The Great Backyard Bird Count is perhaps one of North America’s most popular citizen science projects. It’s been on-going since 1998, and uses the power of citizen’s eyes and interest to create a snapshot of what kinds of birds are where, and in what abundance, in mid-February.
The 2010 four-day count wrapped up last week on Feb. 15th with citizens across the nation reporting 90,898 checklists tallying 10,587,907 individual birds representing 597 species.* The most frequently reported bird was our state bird, the Northern Cardinal. North Carolinian’s sent in 4,722 checklists, resulting in our state ranking third among total number of checklists submitted. (Mine was among them.) Visit this map of N.C. state results to see species tallies for what your fellow citizens reported.
But one thing the checklists did not capture was a rare winter migrant wandering south through The Triangle. Rick Bonney, director of program development and evaluation at the Cornell Lab of Ornithology visited Sigma Xi in Research Triangle Park on Tuesday and imparted hard-won words of advice to the Science Communicators of North Carolina about developing citizen science projects, like the Great Backyard Bird Count, garnered across his more than two decades of experience at Cornell. The Cornell Lab of Ornithology collaborates with the Audubon Society** and Bird Studies Canada on the GBBC, but they also have many of their own citizen science projects, and as Bonney described, a very long history of engaging citizens in science that traces all the way back to the lab’s founder, Arthur Allen.
Citizen science, by definition, generally involves using a network of non-scientist citizens to gather and report data used for scientific analysis. Less often, it involves citizens participating in the data analysis itself. One of the criticisms of using citizen scientists centers on the reliability of the data gathered. Bonney said that with proper pilot testing, training of volunteers and project design, reliability of the data can be ensured. Though Bonney did not delve into the mechanisms ensuring the rigor and integrity of data gathered by citizen scientists, he did allude to the fact that about 15 staff at the Cornell Lab have spent more than two decades and $15 million dollars “getting it right.”
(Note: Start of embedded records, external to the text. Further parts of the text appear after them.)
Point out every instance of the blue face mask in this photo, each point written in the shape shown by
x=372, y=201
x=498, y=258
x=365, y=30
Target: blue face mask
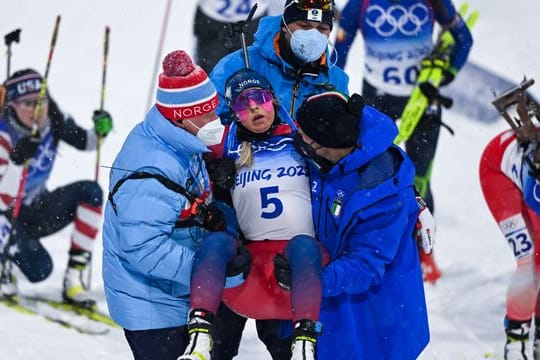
x=308, y=45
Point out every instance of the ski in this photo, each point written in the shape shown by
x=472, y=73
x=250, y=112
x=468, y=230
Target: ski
x=430, y=76
x=91, y=313
x=14, y=303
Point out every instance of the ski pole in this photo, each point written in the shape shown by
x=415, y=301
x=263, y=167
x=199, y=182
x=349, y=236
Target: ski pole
x=22, y=181
x=240, y=28
x=158, y=53
x=102, y=97
x=9, y=39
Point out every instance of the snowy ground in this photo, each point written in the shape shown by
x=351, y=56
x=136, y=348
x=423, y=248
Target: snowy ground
x=466, y=307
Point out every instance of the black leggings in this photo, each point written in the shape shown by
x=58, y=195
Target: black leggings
x=162, y=344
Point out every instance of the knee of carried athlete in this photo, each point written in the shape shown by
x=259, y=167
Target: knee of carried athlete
x=219, y=242
x=303, y=248
x=33, y=261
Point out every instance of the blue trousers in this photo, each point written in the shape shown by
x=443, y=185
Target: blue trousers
x=162, y=344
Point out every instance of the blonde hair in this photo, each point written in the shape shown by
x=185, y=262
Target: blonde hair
x=246, y=155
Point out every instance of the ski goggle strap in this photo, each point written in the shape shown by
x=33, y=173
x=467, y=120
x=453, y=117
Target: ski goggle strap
x=324, y=5
x=243, y=102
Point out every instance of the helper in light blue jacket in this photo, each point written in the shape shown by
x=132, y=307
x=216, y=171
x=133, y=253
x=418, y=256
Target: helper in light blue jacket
x=364, y=212
x=291, y=52
x=152, y=224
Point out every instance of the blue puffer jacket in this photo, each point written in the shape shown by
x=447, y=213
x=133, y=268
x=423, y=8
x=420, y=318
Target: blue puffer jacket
x=364, y=212
x=146, y=260
x=290, y=88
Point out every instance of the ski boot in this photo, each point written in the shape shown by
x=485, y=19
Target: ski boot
x=305, y=334
x=8, y=282
x=517, y=338
x=200, y=339
x=430, y=270
x=75, y=291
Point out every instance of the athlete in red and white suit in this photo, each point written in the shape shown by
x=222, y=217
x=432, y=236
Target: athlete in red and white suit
x=512, y=193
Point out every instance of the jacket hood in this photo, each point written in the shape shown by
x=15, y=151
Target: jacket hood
x=377, y=133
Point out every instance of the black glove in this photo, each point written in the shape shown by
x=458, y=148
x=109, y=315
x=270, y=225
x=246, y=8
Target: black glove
x=213, y=218
x=25, y=149
x=222, y=172
x=102, y=122
x=240, y=263
x=282, y=271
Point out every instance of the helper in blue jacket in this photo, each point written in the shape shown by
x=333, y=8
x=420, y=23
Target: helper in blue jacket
x=397, y=36
x=364, y=212
x=291, y=51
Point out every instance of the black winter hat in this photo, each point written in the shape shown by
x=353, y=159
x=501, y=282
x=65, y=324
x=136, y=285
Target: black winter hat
x=311, y=10
x=331, y=118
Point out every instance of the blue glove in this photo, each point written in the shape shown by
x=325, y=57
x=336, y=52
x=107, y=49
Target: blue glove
x=238, y=268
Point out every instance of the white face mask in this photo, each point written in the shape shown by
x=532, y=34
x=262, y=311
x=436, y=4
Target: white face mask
x=211, y=133
x=308, y=45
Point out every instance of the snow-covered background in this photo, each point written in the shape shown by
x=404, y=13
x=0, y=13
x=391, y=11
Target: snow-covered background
x=466, y=307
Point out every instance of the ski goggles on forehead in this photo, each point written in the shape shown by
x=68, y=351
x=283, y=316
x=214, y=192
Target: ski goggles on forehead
x=258, y=96
x=324, y=5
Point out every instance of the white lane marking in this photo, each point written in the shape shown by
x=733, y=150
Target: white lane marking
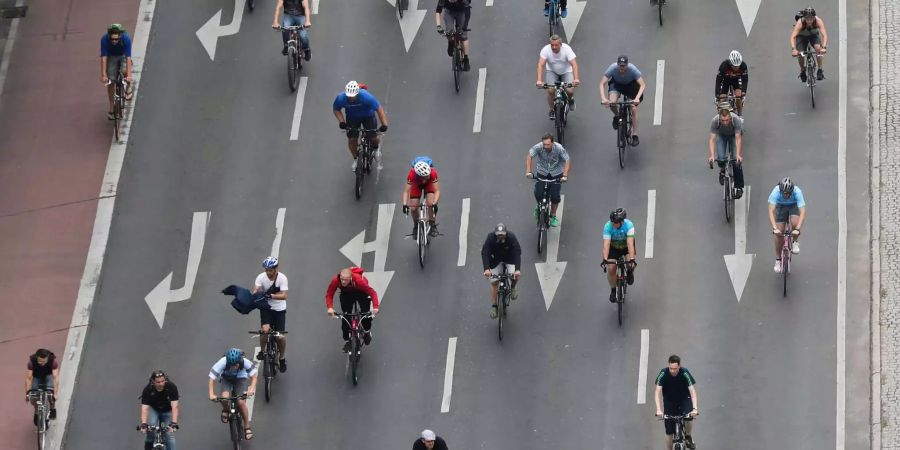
x=651, y=223
x=657, y=100
x=298, y=108
x=479, y=100
x=87, y=290
x=642, y=371
x=463, y=234
x=448, y=375
x=279, y=231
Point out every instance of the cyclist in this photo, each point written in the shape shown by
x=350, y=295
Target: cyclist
x=501, y=247
x=296, y=13
x=456, y=13
x=429, y=441
x=355, y=288
x=361, y=108
x=733, y=73
x=623, y=78
x=159, y=404
x=556, y=63
x=807, y=30
x=233, y=371
x=274, y=284
x=422, y=176
x=786, y=202
x=43, y=373
x=551, y=160
x=618, y=240
x=727, y=128
x=115, y=55
x=676, y=395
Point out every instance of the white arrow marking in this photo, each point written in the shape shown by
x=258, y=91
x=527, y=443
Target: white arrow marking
x=748, y=10
x=570, y=23
x=550, y=273
x=212, y=30
x=163, y=294
x=740, y=262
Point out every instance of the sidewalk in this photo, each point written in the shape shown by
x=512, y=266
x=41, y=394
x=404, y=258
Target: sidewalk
x=54, y=141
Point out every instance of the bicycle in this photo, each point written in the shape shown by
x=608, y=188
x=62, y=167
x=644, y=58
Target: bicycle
x=560, y=107
x=235, y=418
x=271, y=356
x=40, y=398
x=293, y=57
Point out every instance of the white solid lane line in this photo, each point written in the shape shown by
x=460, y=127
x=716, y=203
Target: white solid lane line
x=479, y=100
x=651, y=223
x=298, y=108
x=642, y=371
x=463, y=234
x=657, y=100
x=448, y=375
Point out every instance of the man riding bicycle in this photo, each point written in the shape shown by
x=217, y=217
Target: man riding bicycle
x=556, y=64
x=233, y=371
x=809, y=30
x=274, y=284
x=618, y=240
x=159, y=404
x=623, y=78
x=501, y=248
x=422, y=177
x=727, y=129
x=551, y=161
x=455, y=14
x=361, y=108
x=733, y=73
x=786, y=202
x=355, y=288
x=675, y=396
x=296, y=13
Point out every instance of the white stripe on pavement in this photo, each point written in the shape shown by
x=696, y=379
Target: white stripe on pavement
x=448, y=375
x=298, y=108
x=463, y=234
x=479, y=100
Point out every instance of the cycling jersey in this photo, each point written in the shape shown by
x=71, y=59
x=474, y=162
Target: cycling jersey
x=796, y=198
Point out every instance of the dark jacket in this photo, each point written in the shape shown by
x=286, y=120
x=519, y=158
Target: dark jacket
x=493, y=252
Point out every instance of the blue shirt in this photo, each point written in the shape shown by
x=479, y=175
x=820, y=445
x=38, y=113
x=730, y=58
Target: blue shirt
x=123, y=47
x=364, y=107
x=796, y=198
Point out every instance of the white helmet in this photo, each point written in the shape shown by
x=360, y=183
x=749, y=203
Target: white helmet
x=351, y=89
x=422, y=168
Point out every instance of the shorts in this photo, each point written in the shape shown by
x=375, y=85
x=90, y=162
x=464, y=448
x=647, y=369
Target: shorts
x=783, y=212
x=275, y=319
x=368, y=123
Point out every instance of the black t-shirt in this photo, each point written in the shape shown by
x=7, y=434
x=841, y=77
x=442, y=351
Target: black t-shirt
x=160, y=400
x=439, y=444
x=675, y=388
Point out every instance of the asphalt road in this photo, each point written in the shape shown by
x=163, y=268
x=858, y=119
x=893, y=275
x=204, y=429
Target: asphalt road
x=214, y=136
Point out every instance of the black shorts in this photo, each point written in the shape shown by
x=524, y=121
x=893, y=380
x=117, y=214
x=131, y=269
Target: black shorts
x=275, y=319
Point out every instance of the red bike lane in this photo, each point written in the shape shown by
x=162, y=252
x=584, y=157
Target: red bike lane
x=54, y=142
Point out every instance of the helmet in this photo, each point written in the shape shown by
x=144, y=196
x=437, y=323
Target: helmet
x=233, y=356
x=617, y=215
x=422, y=168
x=270, y=262
x=351, y=89
x=786, y=186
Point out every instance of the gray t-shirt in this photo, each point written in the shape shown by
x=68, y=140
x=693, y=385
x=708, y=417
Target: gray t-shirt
x=736, y=126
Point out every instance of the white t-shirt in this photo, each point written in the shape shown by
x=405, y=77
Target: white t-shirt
x=263, y=282
x=558, y=63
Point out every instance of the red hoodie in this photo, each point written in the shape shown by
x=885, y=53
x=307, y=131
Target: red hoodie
x=357, y=283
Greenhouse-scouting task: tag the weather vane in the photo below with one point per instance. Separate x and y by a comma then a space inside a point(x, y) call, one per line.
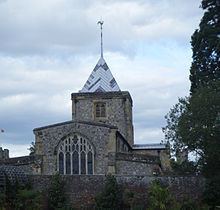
point(101, 23)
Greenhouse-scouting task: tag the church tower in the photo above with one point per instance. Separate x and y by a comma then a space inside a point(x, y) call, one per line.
point(101, 100)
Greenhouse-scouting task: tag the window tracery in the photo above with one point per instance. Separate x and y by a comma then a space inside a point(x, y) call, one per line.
point(100, 109)
point(75, 156)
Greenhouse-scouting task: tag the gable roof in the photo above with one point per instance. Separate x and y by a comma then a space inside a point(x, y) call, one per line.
point(101, 79)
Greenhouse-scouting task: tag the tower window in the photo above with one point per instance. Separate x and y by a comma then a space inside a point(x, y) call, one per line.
point(79, 159)
point(100, 109)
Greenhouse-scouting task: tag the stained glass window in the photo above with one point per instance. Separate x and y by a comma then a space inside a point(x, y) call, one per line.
point(75, 156)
For the most part, data from the three top citizen science projects at the lab — the GBBC, eBird and Project FeederWatch — are used to make maps that visualize where species are found, how many are there, at what time of year, and across time as well as answer questions about bird behavior and ecology. Maps can be compared across time to examine, for example, the red-bellied woodpecker’s northern range expansion in the past few years (thanks to climate change). Or the meandering seasonal distribution of common redpolls based upon food availability. Maps can be used to help target conservation areas for sensitive species, and trace how species use habitat. Unfortunately, the maps include an inherent reporting bias: species are routinely under-reported in areas of sparse human settlement. Other projects, like CamClickr, allow observers to sort and categorize millions of images snapped from “nest cams” inside nest cavities and nest boxes, giving the participant an insider’s view to the life of wild birds while also giving scientists a leg-up on classifying their data.
“To my knowledge, the Cornell Lab of Ornithology is the only major science institution with a commitment to citizen science in its mission statement,” Bonney said. (Anyone care to fact-check this? Feel free to leave your findings in our comment section.)
Bonney said he has a success rate “approaching 70 percent” for garnering National Science Foundation funding for citizen science projects, and he stated he’s had 18 NSF proposals funded to the tune of about $20 million over the past two decades. Aside from trying to answer specific scientific questions, he said the lab’s goal with citizen science projects is to: 1.) increase scientific knowledge; 2.) gather meaningful data that answers large-scale questions; 3.) increase conservation action; and 4.) get people to think critically and evaluate evidence.
The Cornell Lab of Ornithology features 11 citizen science projects on their website. Check them out.
Have you participated in a citizen science project? Tell us about it in the comments section.
* Numbers are not final, since citizens have until March 1 to report their sightings.
** One of the longest running citizen science projects in the nation is the Audubon Society’s Christmas Bird Count, which has been active for 110 years.